# How to lose fat the simple way



## qualitygains (Oct 19, 2015)

Most people don't know anything about dieting or even what a good diet looks like. It's funny that in school you've learned to solve advanced mathemical problems but the only thing you've learned about nutrition was this damn food pyramid.
The result of this lack of education is clear, more than one third of the population of the United States, meaning 100 million people, suffer from Obesity. Regarding different studies, obesity is even responsible for nearly 300'000 deaths each year in the United States alone.
When trying to lose that excess body fat, people always search the fastest, newest diet plan possible. Like the paleo diet, low carb diet or even the hollywood diet. And if they manage to do one of this diet forms and eventually lose some weight, they soon change their eating habits back to the old one again and get even bigger than before.
If you read this article you will know more than 99% of the people in this worl about fat loss. It might as well save your life.

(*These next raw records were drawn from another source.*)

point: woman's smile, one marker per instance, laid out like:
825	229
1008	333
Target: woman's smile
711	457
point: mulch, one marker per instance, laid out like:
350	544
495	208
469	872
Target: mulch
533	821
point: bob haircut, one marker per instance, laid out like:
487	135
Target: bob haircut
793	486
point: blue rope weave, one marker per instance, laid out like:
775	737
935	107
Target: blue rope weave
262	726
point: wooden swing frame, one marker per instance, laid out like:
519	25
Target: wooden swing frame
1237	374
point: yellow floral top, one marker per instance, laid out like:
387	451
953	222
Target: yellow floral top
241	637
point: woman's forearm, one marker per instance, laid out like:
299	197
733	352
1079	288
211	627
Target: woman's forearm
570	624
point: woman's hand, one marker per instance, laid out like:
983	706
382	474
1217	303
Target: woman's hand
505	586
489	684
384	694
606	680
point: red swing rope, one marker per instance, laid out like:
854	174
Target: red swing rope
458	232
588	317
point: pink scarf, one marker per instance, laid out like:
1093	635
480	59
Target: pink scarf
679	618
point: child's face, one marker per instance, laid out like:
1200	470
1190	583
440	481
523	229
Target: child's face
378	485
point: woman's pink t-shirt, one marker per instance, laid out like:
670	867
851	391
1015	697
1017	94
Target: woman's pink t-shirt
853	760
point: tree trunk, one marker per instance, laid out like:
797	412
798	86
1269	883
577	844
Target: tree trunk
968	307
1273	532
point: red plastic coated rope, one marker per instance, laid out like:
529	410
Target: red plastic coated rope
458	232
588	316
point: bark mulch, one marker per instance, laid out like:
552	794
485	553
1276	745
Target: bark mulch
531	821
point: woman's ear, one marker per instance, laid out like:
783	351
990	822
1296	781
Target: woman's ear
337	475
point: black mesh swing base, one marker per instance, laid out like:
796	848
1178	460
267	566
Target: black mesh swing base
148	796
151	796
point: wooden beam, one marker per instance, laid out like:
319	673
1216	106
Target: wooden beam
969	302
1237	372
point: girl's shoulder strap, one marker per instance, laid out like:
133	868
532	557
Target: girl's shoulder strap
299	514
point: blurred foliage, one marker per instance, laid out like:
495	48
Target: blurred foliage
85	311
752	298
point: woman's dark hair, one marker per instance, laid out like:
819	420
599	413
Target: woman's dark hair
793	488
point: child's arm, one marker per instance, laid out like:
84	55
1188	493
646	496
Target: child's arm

Most guys want to lose their belly fat but not a gram on their arms. Women want to lose fat on their legs but not a gram on their breasts. Let's get this straight to the point here, you cannot lose fat on certain zones. There is no such thing as belly fat loss program or hip fat loss program. Where you start losing fat and gaining fat does really depend on your genetics. Sorry to tell you this, but if you want to lose your belly fat, you may as well lose some centimeters on your arms too.

When it comes to losing weight, some people just seem to lose their mind completely. I've heard people, that have never been exercising before, told me that they will go jogging 5 times a week. Or doing like a thousand sit ups every day to get their sixpack in one week. After 2 weeks, seeing no results, they normally quit.

But what if I told you that your hated cardio routine is not necessary to achieve fat loss?
It can be beneficial, but the key factor to losing fat is either eating less or eating better. Because all that matters, are calories.
You can even lose fat while eating twinkies. I'm not kidding, actually some scientist did this and lost 10 kilos in 10 weeks. The only thing you gotta do is find a calorie calculator on the internet, find out your daily calorie need and then eat less calories. It's that simple.

So if you're daily need is 1800calories and you decide to make for example a big mac diet, which I definitely not recommend, you could eat 3 of them.
This will result in 1600 calories, so you will still be able to lose weight. Exercise like jogging and weightlifting both have positive effects on fat loss.
Why, you ask? Because they cost your body energy and therefore do increase your calorie need. Which results in bigger fat loss.
But it's possible to even gain fat when starting to jog, because some people tend to get really hungry after working out and therefore eat more calories than necessary.
A possible way to prevent this phenomena is by working out shortly before you go to sleep.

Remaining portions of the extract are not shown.